CULTURE

Taylor Swift Hasn’t Shaken Off “Shake It Off” Lawsuit Filed By Writers of 3LW Hit

The players gonna play and the haters gonna hate–and they both come back to haunt her.


Taylor Swift
Photo by Kevin Winter/Getty Images for RADIO.COM

Taylor Swift’s nagging copyright lawsuit regarding “Shake It Off” lyrics is back. The Ninth Circuit Court of Appeals revived a 2017 lawsuit in which Sean Hall and Nathan Butler, songwriters for 3LW’s TRL-era hit “Players Gon’ Play,” sued Swift for her use of the lyrics “players gonna play” and “haters gonna hate.” Looks like she just can’t shake this one off.

When Hall and Butler initiated legal proceedings against Swift, the star’s team issued a statement saying calling their suit a “ridiculous claim” and “nothing more than a money grab. The law is simple and clear. They do not have a case.”

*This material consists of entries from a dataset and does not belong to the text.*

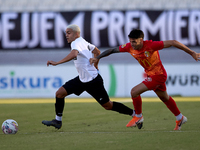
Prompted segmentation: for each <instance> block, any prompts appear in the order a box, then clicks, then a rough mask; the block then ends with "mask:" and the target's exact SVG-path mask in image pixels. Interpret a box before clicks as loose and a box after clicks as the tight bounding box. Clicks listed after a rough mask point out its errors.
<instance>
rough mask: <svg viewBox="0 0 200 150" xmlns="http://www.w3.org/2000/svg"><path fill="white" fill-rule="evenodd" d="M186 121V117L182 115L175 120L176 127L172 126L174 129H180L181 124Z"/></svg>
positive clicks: (176, 129) (174, 129)
mask: <svg viewBox="0 0 200 150" xmlns="http://www.w3.org/2000/svg"><path fill="white" fill-rule="evenodd" d="M186 122H187V118H186V117H185V116H182V118H181V120H179V121H177V120H176V127H175V128H174V130H180V129H181V125H182V124H184V123H186Z"/></svg>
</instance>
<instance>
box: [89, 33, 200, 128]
mask: <svg viewBox="0 0 200 150" xmlns="http://www.w3.org/2000/svg"><path fill="white" fill-rule="evenodd" d="M128 37H129V41H130V42H129V43H126V44H124V45H121V46H119V47H116V48H111V49H108V50H106V51H104V52H103V53H101V54H100V55H99V56H97V57H96V58H91V59H90V63H91V64H92V63H95V62H97V61H99V59H101V58H102V57H105V56H108V55H110V54H112V53H119V52H128V53H130V54H131V55H132V56H133V57H134V58H135V59H136V60H137V61H138V62H139V63H140V65H141V66H142V67H143V68H144V70H145V72H146V74H147V78H146V79H145V80H144V81H143V82H141V83H140V84H138V85H136V86H135V87H133V88H132V89H131V97H132V100H133V105H134V109H135V116H134V117H133V119H132V120H131V121H130V122H129V123H128V124H127V125H126V126H127V127H133V126H137V127H138V128H139V129H141V128H142V125H143V120H144V119H143V115H142V99H141V96H140V95H141V94H142V93H143V92H145V91H148V90H153V91H154V92H155V93H156V95H157V96H158V97H159V98H160V100H161V101H163V103H164V104H165V105H166V106H167V108H168V109H169V110H170V111H171V112H172V113H173V114H174V116H176V126H175V128H174V130H180V129H181V125H182V124H183V123H185V122H186V121H187V118H186V117H185V116H183V115H182V114H181V112H180V110H179V109H178V107H177V105H176V103H175V101H174V100H173V98H172V97H171V96H169V95H168V94H167V91H166V84H165V81H166V80H167V73H166V71H165V68H164V67H163V65H162V62H161V60H160V56H159V52H158V50H161V49H163V48H168V47H171V46H174V47H176V48H178V49H181V50H183V51H185V52H186V53H188V54H190V55H191V56H192V57H193V58H194V59H195V60H196V61H198V60H200V53H196V52H194V51H192V50H191V49H189V48H188V47H187V46H185V45H184V44H182V43H180V42H178V41H176V40H167V41H151V40H149V41H144V40H143V39H144V33H143V31H141V30H138V29H134V30H132V31H131V32H130V34H129V35H128Z"/></svg>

Judge Michael W. Fitzgerald agreed, and he dismissed the lawsuit in February 2018. “By 2001, American popular culture was heavily steeped in the concepts of players, haters, and player haters,” he wrote at the time. “The concept of actors acting in accordance with their essential nature is not at all creative; it is banal… In short, combining two truisms about playas and haters, both well-worn notions as of 2001, is simply not enough.” Incredible.

But as The Hollywood Reporter reports, on Monday, three judges from the Ninth Circuit concluded that Fitzgerald’s decision regarding players and haters was premature. “Originality, as we have long recognized, is normally a question of fact,” their decision reads. They went on to quote late Supreme Court Justice Oliver Wendell Holmes, who once wrote that “it would be a dangerous undertaking for persons trained only to the law to constitute themselves final judges of the worth of pictorial illustrations, outside of the narrowest and most obvious limits.”

“Justice Holmes’ century-old warning remains valid,” the Ninth Circuit panel wrote. “By concluding that, ‘for such short phrases to be protected under the Copyright Act, they must be more creative than the lyrics at issues here,’ the district court constituted itself as the final judge of the worth of an expressive work. Because the absence of originality is not established either on the face of the complaint or through the judicially noticed matters, we reverse the district court’s dismissal.”

And so Swift will have to head back to court (Hall and Butler seem to have made a rebel of a careless man’s careful daughter). We eagerly await the final decision.